Agfdhyk

Suppose I define the following expression:

poly1 = 6/(25*(x + 3)) + 1/(5*(x + 3)**2)

which prints out:

6/(25*x + 75) + 1/(5*(x + 3)**2)

I have two questions regarding this expression. Firstly, is there a way to keep the expression in the format in which I entered it? In particular, is there something that I could do in order to leave the denominator of the first term as 25*(x + 3)?

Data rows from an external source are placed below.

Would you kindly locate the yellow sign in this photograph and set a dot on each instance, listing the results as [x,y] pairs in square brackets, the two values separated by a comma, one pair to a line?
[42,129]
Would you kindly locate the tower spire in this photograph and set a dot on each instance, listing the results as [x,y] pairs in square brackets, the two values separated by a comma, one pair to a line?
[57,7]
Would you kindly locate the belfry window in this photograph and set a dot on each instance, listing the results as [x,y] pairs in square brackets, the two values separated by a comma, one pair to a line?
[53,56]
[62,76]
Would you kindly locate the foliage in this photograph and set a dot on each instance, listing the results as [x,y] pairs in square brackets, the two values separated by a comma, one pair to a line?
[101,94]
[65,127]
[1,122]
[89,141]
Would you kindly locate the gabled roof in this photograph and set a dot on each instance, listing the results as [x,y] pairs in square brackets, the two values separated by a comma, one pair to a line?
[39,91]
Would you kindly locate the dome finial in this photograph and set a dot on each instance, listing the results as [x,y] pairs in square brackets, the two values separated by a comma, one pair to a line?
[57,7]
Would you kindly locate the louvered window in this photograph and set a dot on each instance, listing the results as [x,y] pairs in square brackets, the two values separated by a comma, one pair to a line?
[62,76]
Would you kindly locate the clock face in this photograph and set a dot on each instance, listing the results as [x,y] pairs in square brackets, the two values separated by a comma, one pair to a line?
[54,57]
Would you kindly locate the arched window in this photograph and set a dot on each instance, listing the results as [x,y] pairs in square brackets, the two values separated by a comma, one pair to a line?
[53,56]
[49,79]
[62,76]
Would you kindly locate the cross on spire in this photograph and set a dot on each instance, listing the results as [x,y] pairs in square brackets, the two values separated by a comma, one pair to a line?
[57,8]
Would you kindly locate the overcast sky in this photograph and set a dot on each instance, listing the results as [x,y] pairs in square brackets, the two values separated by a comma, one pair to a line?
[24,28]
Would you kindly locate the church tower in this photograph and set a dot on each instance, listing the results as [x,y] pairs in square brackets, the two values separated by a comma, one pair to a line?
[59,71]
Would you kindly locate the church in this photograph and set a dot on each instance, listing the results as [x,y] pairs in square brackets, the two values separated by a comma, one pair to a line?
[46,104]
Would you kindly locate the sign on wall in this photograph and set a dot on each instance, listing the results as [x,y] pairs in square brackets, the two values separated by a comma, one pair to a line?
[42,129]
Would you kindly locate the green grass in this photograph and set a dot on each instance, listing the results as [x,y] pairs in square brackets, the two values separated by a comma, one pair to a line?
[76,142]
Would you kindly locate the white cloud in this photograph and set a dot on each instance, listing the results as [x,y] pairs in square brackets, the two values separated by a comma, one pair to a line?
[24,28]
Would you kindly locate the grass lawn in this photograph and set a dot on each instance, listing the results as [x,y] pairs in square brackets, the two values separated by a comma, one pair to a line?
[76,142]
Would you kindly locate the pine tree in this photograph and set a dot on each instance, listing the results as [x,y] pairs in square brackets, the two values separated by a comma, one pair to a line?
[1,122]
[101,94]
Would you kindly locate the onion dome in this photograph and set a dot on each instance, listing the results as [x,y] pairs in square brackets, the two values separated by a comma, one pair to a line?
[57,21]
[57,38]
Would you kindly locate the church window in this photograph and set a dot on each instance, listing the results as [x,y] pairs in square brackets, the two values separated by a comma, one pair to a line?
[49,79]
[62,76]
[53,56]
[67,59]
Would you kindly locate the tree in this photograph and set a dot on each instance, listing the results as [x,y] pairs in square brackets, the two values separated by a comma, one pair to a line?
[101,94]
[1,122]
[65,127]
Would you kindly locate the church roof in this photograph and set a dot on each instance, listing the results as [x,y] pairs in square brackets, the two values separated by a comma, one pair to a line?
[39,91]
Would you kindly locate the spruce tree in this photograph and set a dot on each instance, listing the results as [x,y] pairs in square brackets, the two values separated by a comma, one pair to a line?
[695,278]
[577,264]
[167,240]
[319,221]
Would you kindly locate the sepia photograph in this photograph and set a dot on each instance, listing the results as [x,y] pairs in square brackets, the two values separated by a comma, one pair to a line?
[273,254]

Secondly, if I have the expression in its printed form, what is the best way to break apart the expression, reformat the denominator of the first term, and then put it back together? Ideally I would be able to just dig into the expression using a series of args calls to get to the denominator of the first term, and then use the factor function to factor it properly, as in poly1.args[0].args[1].args[0].factor(). The problem is that, since the Tuples making up the expression are immutable, I can't just replace a piece of poly1 with the expression computed above. Is there a better way to substitute in the factored polynomial than just rebuilding the whole expression from scratch?

Note: I'd rather not use the subs() method, because that searches the entire expression, and it seems like there might be cases where you would want to be very specific about the different pieces you modify.

Automatic distribution of constants is a touchy subject. There is an option to disable it as follows:

from sympy.core.evaluate import distribute

with distribute(False):

    poly1 = 6/(25*(x+3)) + 1/(5*(x + 3)**2)

    print(poly1)  #  6/(25*(x + 3)) + 1/(5*(x + 3)**2)

Or you can wrap 25 in UnevaluatedExpr to prevent its interaction with other terms.

poly1 = 6/(UnevaluatedExpr(25)*(x+3)) + 1/(5*(x + 3)**2)

print(poly1)  #  6*25**(-1)/(x + 3) + 1/(5*(x + 3)**2)

Or use the un-evaluated product (Mul) in the denominator:

poly1 = 6/Mul(25, x+3, evaluate=False) + 1/(5*(x + 3)**2)

print(poly1)  #  6/(25*(x + 3)) + 1/(5*(x + 3)**2)

Or wrap the denominator in factor_terms -- a gentler form of factor which does the job of extracting the coefficient without messing too much with the expression.

poly1 = 6/factor_terms(25*(x+3)) + 1/(5*(x + 3)**2)

print(poly1)  #  6/(25*(x + 3)) + 1/(5*(x + 3)**2)

Or cheat by introducing a symbol that looks like a number:

c25 = symbols('25')

poly1 = 6/(c25*(x+3)) + 1/(5*(x + 3)**2)

print(poly1)  #  1/(5*(x + 3)**2) + 6/(25*(x + 3))

Suggested reading: Prevent expression evaluation

The second question, about targeted replacement, is hard to answer in this generality. One has to recurse through the expression tree, rebuilding expr as expr.func(*args) where args are expr.args, possibly modified. The main issue is how you will know that this instance of 25*x + 75 is the one that should be replaced.